Melalui akun Instagram pribadinya, Erick Thohir mengungkap kelegaan akhirnya bisa mendapatkan menu spesial tersebut. Dalam konten tersebut, Erick mengaku tak mau ketinggalan euforia BTS Meal, yang nantinya akan ia berikan untuk anak bungsunya yang juga merupakan seorang ARMY (penggemar BTS).
Baca juga : Capres Otoritas Versus Elektabilitas
Konten politik
Konten-konten bermuatan politik juga tak pernah lepas dari tokoh-tokoh politik dalam akun media sosialnya.
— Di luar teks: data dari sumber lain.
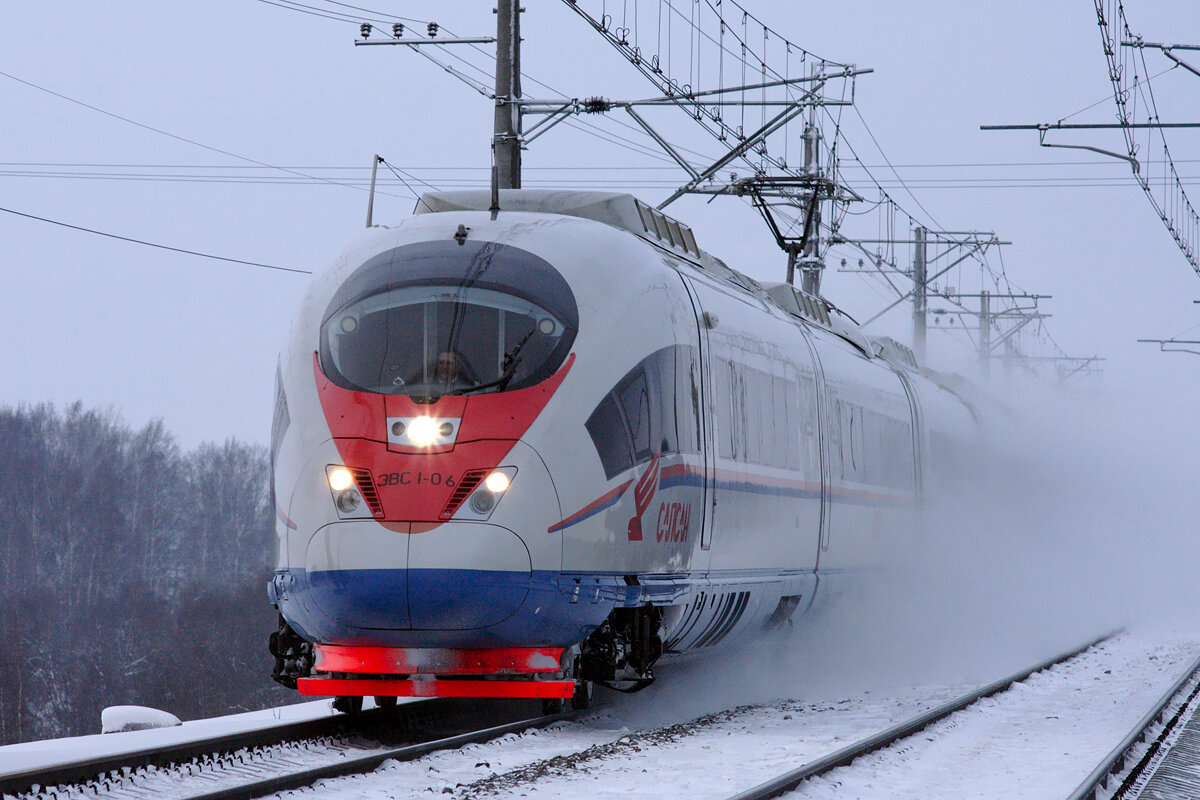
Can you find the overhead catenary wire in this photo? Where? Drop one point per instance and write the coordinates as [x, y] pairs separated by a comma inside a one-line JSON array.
[[168, 133], [150, 244]]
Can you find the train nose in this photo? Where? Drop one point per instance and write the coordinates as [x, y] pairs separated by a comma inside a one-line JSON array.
[[465, 576], [457, 576]]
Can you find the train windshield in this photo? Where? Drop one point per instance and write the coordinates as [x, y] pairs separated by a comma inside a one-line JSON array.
[[429, 341]]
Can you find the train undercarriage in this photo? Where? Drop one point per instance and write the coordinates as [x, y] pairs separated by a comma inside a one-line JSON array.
[[619, 655]]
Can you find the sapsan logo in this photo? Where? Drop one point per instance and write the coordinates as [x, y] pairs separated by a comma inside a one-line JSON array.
[[643, 494]]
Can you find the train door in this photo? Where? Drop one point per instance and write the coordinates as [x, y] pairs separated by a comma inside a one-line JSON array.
[[706, 416], [825, 434]]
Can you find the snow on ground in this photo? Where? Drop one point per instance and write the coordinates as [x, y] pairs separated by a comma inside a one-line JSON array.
[[689, 739], [1035, 741], [34, 755]]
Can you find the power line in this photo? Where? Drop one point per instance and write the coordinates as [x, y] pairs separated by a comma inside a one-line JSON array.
[[171, 136], [150, 244]]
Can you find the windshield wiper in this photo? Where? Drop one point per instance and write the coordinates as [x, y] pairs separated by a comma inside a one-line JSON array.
[[511, 361]]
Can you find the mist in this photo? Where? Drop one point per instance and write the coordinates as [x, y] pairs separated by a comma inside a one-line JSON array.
[[1077, 519]]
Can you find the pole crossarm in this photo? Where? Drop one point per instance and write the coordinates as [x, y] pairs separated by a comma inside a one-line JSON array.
[[899, 300], [419, 42], [736, 152], [1176, 346], [1167, 50]]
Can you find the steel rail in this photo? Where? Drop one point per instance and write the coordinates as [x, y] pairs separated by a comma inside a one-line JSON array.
[[364, 764], [384, 722], [789, 781], [1115, 762]]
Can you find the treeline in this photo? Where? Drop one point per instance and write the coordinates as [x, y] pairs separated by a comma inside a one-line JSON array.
[[131, 572]]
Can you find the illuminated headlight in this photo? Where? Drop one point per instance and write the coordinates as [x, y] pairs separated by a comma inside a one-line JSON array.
[[483, 501], [489, 493], [348, 501], [497, 482], [423, 431], [345, 489], [340, 479]]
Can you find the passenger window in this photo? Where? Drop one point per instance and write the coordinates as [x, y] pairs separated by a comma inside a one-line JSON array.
[[635, 401], [611, 437], [653, 409]]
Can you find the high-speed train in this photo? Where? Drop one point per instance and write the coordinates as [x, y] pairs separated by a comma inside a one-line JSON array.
[[521, 451]]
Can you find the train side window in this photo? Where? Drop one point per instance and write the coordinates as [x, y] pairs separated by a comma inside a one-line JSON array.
[[653, 409], [606, 426], [635, 401]]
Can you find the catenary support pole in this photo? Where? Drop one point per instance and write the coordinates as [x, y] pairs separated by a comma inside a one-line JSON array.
[[507, 137], [919, 298], [985, 332]]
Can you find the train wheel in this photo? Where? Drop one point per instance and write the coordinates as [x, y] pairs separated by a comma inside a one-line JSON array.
[[582, 697], [351, 705]]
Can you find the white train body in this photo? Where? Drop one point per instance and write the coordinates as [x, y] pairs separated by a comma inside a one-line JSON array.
[[689, 457]]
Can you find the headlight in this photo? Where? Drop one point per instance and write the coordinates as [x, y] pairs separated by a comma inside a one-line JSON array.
[[423, 432], [348, 501], [497, 482], [340, 479], [483, 501], [487, 494], [343, 488]]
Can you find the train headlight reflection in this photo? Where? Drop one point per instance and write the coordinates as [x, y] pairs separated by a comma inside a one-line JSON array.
[[348, 501], [340, 479], [483, 501], [423, 432], [497, 482]]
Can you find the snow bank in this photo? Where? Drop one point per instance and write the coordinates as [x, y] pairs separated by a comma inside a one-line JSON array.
[[119, 719]]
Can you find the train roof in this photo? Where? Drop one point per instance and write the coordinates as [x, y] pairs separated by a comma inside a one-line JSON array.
[[627, 212]]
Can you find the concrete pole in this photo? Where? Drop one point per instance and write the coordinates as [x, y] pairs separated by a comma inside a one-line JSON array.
[[507, 137], [984, 332], [810, 262], [375, 168], [919, 298]]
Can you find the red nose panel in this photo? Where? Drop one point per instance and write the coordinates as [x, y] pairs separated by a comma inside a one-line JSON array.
[[418, 486]]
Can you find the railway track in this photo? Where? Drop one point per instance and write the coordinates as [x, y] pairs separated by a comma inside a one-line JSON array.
[[256, 763], [1158, 757], [793, 779]]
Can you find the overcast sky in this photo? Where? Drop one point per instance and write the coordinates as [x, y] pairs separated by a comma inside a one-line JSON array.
[[193, 341]]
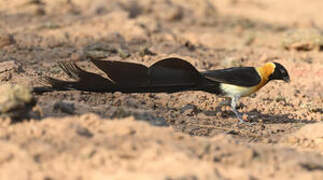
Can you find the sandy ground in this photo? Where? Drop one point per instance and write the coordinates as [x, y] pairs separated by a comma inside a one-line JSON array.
[[180, 136]]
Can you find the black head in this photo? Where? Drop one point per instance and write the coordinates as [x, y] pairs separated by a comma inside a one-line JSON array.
[[280, 73]]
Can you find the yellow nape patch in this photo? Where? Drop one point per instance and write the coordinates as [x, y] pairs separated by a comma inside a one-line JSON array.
[[266, 70]]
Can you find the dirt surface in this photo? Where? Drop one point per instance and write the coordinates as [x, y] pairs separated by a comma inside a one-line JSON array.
[[186, 135]]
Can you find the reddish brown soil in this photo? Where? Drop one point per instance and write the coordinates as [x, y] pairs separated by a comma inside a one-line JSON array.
[[83, 135]]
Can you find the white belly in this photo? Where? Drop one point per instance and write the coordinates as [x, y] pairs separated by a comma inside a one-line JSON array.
[[233, 90]]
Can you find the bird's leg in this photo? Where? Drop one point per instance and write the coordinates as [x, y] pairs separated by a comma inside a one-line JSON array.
[[234, 101]]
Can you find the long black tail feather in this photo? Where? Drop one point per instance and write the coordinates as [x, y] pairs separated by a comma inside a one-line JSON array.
[[167, 75]]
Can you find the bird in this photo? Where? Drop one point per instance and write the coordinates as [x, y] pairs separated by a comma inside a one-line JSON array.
[[168, 75]]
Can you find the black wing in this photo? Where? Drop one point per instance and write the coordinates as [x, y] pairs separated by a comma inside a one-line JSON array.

Warganet tentu ingat bagaimana konten Instagram dari Anies Baswedan terkait sebuah buku.
Unggahan Gubernur DKI Jakarta yang sedang membaca buku How Democracies Die melalui akun Instagram ini menjadi pembicaraan warganet di dunia maya.
Buku How Democracies Die pun langsung dicari-cari oleh warganet.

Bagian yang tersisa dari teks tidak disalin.